Extractor is a tool for fast monolingual data collection from Common Crawl data. It processes Common Crawl WET files, removes invalid UTF-8, identifies languages and outputs file-separated monolingual data. Text is classified by language using Google's CLD2 language detector (https://github.com/CLD2Owners/cld2).
Following is an example of french output file:
...
f6fa1abb58549287111ba8d776733e9 uri:http://blogalolotte.canalblog.com/tag/pomme%20de%20terre language:fr bytes:59
pomme de terre : Tous les messages sur pomme de terre - Le
df6fa1abb58549287111ba8d776733e9 uri:http://blogalolotte.canalblog.com/tag/pomme%20de%20terre language:fr bytes:81
...
Each header line starts with the same hash code followed by metadata. Then, the extracted language-speific text (here french) starts on a new line and is ended by the next header line.

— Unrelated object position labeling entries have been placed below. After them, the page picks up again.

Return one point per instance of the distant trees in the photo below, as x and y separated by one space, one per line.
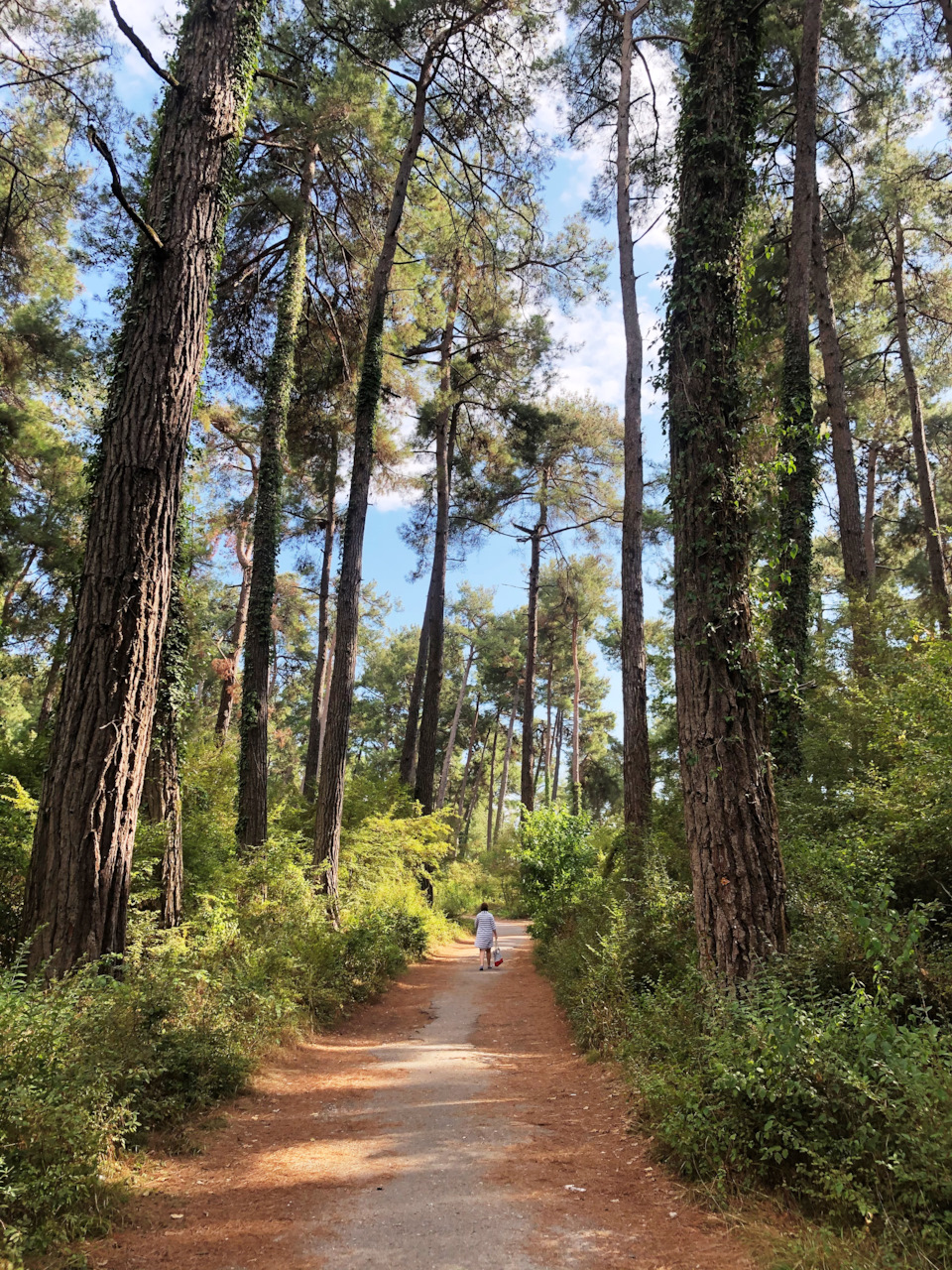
77 887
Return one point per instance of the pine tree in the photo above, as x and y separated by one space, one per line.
729 802
79 878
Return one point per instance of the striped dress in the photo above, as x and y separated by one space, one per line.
485 930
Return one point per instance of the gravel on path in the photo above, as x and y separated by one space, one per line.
445 1127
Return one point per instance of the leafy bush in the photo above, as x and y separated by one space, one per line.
93 1062
553 855
839 1096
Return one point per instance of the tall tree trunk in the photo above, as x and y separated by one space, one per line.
636 760
576 697
789 617
53 680
870 517
313 731
252 826
529 703
560 730
927 486
851 518
326 841
325 698
229 685
444 429
547 738
14 587
163 806
163 788
490 788
408 754
454 728
729 802
504 778
474 798
468 758
946 10
79 876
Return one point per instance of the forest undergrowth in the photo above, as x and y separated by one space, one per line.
96 1062
825 1082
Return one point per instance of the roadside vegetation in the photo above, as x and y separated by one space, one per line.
825 1080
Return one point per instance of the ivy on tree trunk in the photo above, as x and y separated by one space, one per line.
315 730
636 761
252 826
789 617
729 802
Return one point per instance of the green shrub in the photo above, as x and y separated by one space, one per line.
93 1062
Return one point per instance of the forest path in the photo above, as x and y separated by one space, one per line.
447 1125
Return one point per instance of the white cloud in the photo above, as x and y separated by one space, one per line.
595 363
154 24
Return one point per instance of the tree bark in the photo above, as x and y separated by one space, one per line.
313 731
429 719
490 788
576 697
636 760
474 798
252 826
163 788
927 486
453 729
163 798
560 730
529 705
226 699
547 735
851 518
870 517
789 616
330 807
504 778
14 587
53 680
408 754
856 567
946 9
77 885
461 799
729 801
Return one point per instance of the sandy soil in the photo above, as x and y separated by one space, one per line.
448 1124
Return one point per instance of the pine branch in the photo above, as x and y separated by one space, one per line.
141 49
96 141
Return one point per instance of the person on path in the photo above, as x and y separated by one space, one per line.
485 937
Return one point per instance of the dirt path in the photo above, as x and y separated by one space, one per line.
447 1124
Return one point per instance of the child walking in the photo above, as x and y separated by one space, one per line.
485 937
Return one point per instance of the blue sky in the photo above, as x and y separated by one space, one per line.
594 365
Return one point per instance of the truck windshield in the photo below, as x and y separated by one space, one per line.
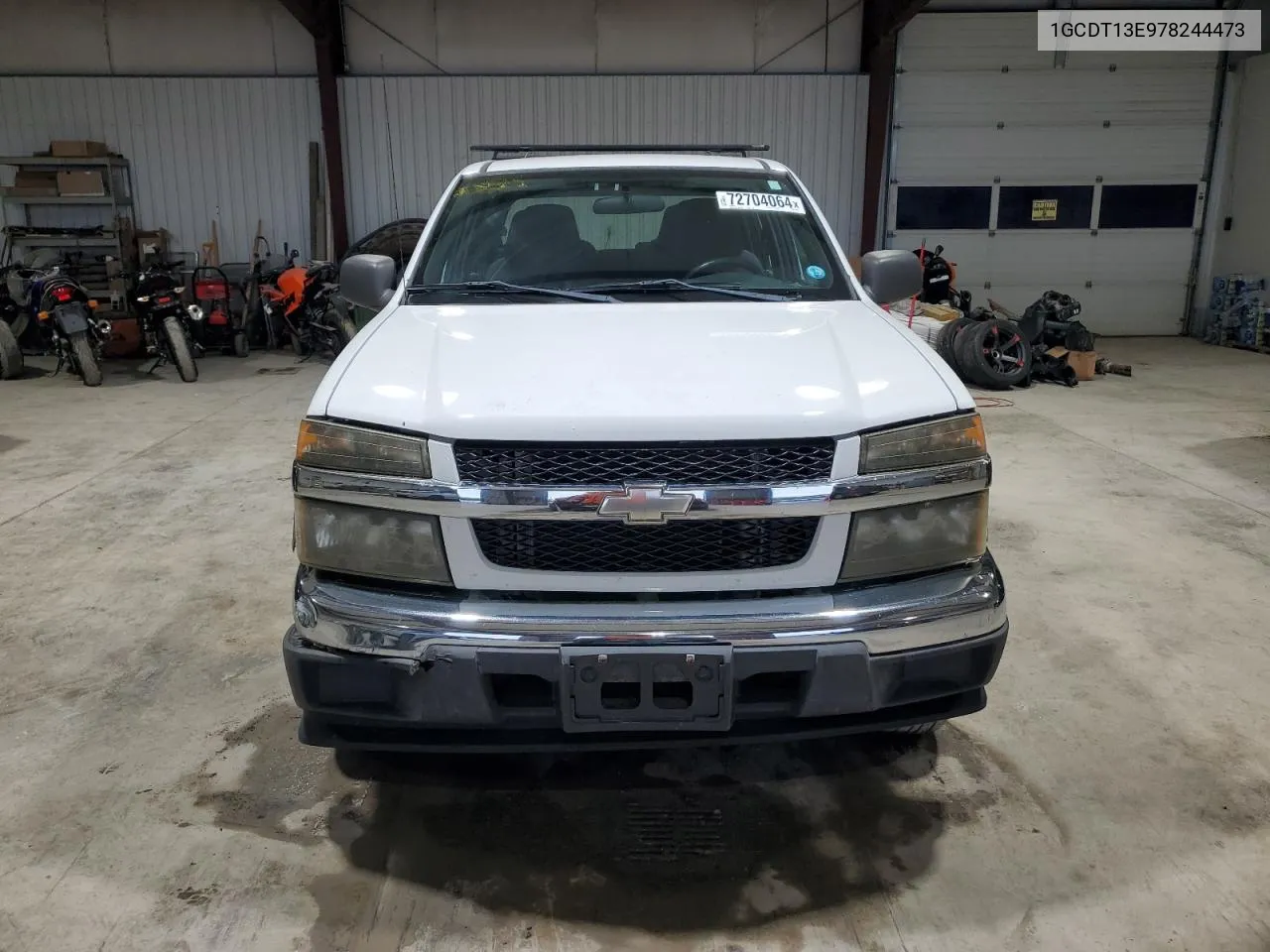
631 232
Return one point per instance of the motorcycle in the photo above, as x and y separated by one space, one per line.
302 298
166 322
66 325
939 277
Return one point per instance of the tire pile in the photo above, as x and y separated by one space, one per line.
996 349
985 350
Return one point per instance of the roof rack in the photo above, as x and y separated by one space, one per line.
503 151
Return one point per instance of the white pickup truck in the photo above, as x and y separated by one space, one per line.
630 457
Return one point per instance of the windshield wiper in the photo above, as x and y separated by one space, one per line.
465 287
676 284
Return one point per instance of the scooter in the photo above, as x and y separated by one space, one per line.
166 321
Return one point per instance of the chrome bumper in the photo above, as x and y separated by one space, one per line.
902 616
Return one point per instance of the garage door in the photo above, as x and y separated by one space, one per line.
1037 171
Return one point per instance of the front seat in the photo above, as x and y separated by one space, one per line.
694 231
543 241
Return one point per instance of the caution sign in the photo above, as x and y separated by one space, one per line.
1046 209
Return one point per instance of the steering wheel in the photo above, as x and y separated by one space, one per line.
746 262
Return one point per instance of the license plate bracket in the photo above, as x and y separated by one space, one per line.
634 688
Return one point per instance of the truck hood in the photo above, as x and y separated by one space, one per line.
643 371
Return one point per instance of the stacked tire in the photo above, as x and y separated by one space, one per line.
985 350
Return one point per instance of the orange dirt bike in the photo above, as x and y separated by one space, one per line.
300 301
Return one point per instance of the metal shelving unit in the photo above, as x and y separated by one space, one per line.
117 178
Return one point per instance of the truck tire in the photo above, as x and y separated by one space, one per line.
993 354
181 352
915 729
87 366
10 354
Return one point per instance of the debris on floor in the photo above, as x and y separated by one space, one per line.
994 348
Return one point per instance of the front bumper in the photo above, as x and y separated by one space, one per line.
394 670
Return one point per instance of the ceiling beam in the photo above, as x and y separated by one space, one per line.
305 13
881 21
324 22
879 36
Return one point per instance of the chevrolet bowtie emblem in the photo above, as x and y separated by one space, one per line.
647 503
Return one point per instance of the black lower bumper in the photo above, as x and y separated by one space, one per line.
522 698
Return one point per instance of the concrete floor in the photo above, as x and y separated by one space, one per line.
1115 794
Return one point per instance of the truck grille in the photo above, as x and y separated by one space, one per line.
694 546
613 465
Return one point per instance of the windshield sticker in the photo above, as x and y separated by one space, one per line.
760 202
489 184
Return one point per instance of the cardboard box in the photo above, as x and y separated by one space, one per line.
77 149
84 184
1083 362
153 244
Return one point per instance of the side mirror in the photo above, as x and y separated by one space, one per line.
890 276
367 281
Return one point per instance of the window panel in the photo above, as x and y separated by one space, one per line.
939 207
1147 206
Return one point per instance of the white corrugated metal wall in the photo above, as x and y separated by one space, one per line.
812 122
231 150
1002 118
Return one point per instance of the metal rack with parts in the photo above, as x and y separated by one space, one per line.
94 244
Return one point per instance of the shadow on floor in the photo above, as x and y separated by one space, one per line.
679 842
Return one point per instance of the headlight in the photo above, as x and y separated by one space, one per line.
925 444
331 445
377 542
905 539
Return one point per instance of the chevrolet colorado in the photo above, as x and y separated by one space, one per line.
629 456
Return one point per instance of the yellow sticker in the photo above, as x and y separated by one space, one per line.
488 184
1046 209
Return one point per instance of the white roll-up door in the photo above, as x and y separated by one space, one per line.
1038 171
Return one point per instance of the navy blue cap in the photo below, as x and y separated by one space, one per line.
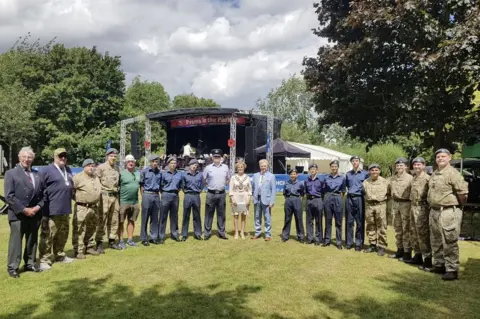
442 150
418 160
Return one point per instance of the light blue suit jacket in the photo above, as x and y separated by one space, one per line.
267 191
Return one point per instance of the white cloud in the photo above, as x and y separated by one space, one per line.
233 54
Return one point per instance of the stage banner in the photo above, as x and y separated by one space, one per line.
204 121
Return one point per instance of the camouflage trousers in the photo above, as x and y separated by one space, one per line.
84 227
420 230
53 238
401 224
109 214
444 232
376 224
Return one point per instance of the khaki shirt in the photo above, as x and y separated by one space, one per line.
376 190
87 188
419 188
401 186
444 186
109 177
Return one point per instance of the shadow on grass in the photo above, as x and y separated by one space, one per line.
418 295
85 298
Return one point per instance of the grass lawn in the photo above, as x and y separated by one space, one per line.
239 279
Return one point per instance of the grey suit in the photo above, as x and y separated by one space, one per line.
21 193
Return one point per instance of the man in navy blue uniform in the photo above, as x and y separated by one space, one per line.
170 186
335 187
293 192
355 205
150 179
314 187
191 184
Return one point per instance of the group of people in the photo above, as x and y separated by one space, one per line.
427 210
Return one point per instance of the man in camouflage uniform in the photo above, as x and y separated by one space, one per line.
109 175
400 188
419 228
447 193
87 196
376 190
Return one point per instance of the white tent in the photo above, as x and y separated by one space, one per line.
321 156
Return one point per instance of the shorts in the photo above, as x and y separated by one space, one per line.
130 211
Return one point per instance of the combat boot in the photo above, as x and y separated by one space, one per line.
427 264
100 248
398 254
416 260
450 275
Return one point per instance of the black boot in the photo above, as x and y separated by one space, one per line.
398 254
416 260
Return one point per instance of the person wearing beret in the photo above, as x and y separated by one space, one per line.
87 196
109 175
150 179
192 185
24 196
335 187
314 188
169 187
447 194
401 184
419 215
293 192
377 190
355 205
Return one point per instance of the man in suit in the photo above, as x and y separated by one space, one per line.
264 193
24 195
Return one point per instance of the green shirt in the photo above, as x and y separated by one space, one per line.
129 186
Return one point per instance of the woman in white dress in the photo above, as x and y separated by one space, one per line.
240 191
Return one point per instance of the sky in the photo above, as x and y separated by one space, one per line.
233 51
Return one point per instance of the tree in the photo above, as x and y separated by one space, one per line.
397 67
185 101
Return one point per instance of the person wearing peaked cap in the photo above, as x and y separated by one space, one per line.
150 180
109 175
447 194
293 192
314 188
216 177
87 196
169 187
355 206
129 208
419 216
400 185
376 189
335 187
192 185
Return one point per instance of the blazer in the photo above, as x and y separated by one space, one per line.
20 193
267 191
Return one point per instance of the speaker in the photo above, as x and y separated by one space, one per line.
249 147
134 145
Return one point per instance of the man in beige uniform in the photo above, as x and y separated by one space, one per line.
109 175
87 196
400 187
447 194
419 228
376 190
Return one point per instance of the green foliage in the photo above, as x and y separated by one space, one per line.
186 101
393 68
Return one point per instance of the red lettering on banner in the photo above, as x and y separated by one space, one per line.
205 120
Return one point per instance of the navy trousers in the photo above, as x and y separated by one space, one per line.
355 215
150 211
333 208
191 203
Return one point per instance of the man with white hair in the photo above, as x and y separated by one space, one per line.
24 195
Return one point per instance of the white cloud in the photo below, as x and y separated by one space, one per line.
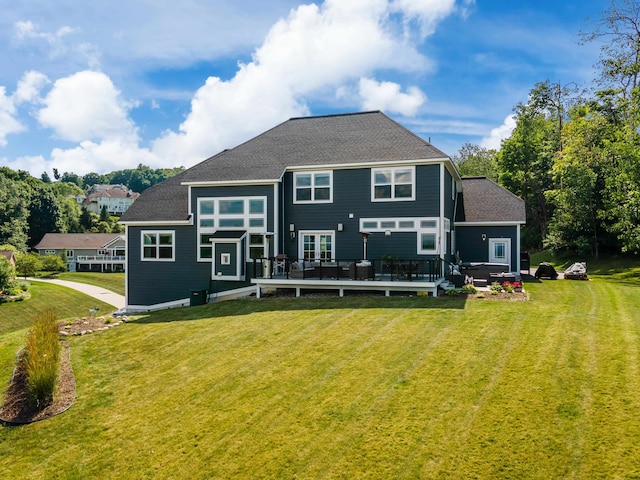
314 51
313 48
86 106
55 43
388 97
8 122
29 87
104 156
428 13
494 139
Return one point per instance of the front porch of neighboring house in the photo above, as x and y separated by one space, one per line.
98 263
423 276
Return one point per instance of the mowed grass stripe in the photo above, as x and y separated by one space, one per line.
267 389
616 402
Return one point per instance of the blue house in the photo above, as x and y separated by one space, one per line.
347 202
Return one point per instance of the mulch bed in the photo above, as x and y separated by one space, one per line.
17 409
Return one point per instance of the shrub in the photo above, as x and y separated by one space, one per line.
42 358
469 289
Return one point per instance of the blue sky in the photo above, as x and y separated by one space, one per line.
107 85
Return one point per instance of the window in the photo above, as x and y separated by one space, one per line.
231 213
393 184
158 246
316 246
428 242
256 245
313 187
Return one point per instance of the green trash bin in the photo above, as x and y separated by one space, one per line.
198 297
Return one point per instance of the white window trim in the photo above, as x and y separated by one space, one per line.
331 233
216 216
158 232
415 220
313 187
422 251
393 197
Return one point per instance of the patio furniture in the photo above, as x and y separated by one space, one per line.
302 269
361 271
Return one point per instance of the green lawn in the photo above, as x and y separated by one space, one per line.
354 387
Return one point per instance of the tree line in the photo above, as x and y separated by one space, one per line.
33 206
574 155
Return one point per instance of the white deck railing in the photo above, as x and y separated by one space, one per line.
101 258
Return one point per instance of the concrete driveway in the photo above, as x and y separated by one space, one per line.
98 293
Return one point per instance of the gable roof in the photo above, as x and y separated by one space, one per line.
482 201
59 241
344 139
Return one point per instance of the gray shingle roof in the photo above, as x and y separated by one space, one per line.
483 200
306 141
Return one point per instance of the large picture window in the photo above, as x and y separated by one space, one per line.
158 246
313 187
232 213
393 184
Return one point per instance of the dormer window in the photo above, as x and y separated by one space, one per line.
313 187
395 184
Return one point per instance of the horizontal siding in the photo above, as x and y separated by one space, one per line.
473 249
352 195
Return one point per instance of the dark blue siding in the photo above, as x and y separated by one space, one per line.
473 249
159 282
352 195
449 211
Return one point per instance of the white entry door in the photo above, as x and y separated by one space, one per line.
500 250
316 245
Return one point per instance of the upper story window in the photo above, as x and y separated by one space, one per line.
393 184
158 246
313 187
229 213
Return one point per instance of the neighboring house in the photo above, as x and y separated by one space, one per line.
9 255
316 196
117 199
86 252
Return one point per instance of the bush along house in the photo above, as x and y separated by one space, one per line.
343 202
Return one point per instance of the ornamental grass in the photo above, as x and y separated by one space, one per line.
42 358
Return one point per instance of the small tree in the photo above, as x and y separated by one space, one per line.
7 274
28 264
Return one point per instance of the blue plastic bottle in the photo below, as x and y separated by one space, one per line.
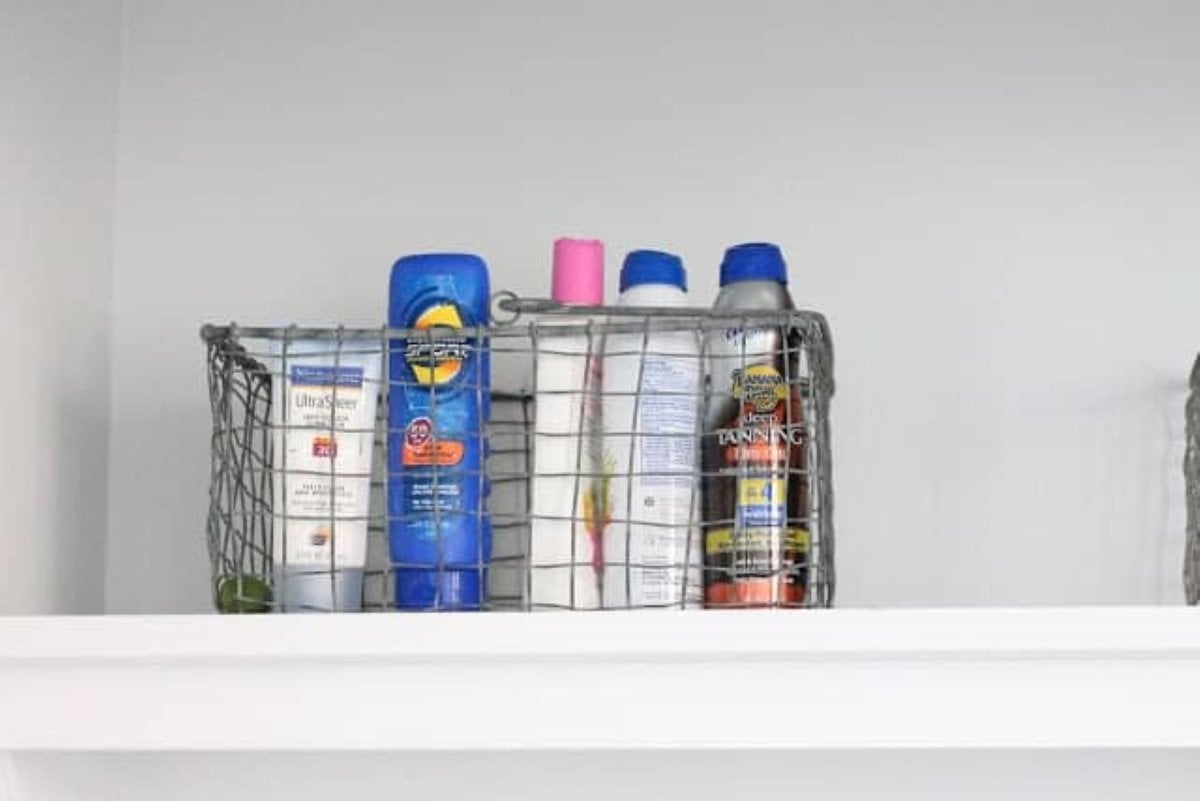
438 405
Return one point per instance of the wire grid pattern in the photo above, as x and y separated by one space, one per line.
1192 476
589 510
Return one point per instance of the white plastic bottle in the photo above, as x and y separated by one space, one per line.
568 507
652 399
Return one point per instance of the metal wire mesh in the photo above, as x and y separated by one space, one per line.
1192 476
621 468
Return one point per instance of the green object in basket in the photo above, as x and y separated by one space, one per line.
243 595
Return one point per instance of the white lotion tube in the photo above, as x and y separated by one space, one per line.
653 392
323 417
568 503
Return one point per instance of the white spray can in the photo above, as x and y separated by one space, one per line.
652 401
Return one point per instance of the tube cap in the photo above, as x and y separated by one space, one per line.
754 262
653 267
577 276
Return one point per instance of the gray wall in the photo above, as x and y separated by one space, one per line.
58 142
994 203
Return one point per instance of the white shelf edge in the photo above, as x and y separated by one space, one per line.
1104 678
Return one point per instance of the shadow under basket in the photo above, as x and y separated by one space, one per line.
567 458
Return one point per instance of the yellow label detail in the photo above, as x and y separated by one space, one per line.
445 360
724 541
761 386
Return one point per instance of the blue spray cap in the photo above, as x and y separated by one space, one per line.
653 267
754 262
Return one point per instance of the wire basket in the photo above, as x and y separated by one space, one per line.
1192 479
562 458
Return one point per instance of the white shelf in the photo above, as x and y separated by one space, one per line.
1098 678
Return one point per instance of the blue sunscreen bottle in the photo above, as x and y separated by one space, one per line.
439 398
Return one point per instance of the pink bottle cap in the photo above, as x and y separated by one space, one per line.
577 277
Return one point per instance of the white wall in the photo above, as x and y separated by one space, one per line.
994 203
58 138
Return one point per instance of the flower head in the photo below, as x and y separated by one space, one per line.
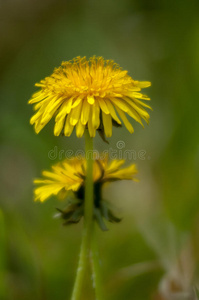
93 94
67 180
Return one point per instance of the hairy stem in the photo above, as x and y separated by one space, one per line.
88 221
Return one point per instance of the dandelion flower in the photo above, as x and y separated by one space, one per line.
93 94
67 181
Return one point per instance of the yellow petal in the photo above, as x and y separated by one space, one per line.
80 129
125 120
103 106
112 111
107 122
85 112
90 99
75 114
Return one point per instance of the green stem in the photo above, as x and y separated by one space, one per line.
96 267
88 220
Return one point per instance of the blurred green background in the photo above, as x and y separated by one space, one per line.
153 254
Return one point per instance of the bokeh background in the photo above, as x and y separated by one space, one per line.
153 254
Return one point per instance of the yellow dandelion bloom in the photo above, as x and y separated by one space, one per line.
70 175
93 94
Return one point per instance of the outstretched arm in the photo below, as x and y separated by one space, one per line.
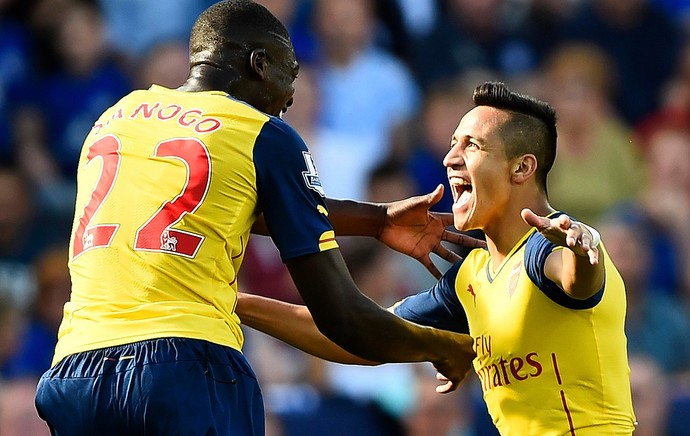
407 226
575 269
292 324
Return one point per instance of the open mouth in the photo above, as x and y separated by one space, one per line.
462 190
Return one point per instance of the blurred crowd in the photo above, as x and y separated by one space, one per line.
381 88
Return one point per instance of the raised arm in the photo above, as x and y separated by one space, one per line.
575 269
292 324
407 226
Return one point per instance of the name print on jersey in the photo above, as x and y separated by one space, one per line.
191 118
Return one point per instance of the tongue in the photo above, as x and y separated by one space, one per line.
464 197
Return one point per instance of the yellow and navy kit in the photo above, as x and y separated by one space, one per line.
169 185
548 364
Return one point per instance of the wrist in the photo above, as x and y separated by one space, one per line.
596 237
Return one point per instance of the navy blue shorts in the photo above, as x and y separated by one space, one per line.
168 386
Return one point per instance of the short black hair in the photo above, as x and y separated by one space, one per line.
232 26
531 128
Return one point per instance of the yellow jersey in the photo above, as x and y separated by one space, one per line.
169 185
548 364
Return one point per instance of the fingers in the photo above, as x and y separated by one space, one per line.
593 254
462 240
446 218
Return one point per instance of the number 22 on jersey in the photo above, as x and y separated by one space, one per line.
156 233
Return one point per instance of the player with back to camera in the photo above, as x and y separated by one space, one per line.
543 302
170 184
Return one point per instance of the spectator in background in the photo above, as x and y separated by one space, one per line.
34 355
628 32
166 64
666 200
473 34
15 63
650 391
24 233
365 95
655 326
597 159
11 328
60 108
439 415
18 416
134 27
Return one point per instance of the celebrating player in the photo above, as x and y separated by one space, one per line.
170 184
543 303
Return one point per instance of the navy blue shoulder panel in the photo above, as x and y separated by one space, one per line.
537 249
437 307
289 190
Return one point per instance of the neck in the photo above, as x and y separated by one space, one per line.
205 77
505 231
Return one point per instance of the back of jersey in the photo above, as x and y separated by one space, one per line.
166 199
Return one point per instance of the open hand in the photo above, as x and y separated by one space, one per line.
453 371
412 229
565 232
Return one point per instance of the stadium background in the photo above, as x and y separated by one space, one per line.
383 84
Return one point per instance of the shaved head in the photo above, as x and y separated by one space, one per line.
227 30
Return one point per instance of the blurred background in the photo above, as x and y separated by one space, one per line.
382 86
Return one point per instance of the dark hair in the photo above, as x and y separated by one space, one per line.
531 128
230 27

Apart from this, Extractor can also produce statistics on language distribution per domain.
- GCC, C++11 compiler
- Boost 1.58.0 or later (Boost 1.65.1 or later for LZMA compression)
- Cmake 3.5 or later
- curl, libcurl4-openssl-dev
mkdir -p build && cd build
cmake .. -DWITH_LZMA=off -DBUILD_TEST=on -DCMAKE_BUILD_TYPE=Release
make -j 4
-DWITH_LZMA=on
enables LZMA compression but requires Boost version 1.65.1 or higher.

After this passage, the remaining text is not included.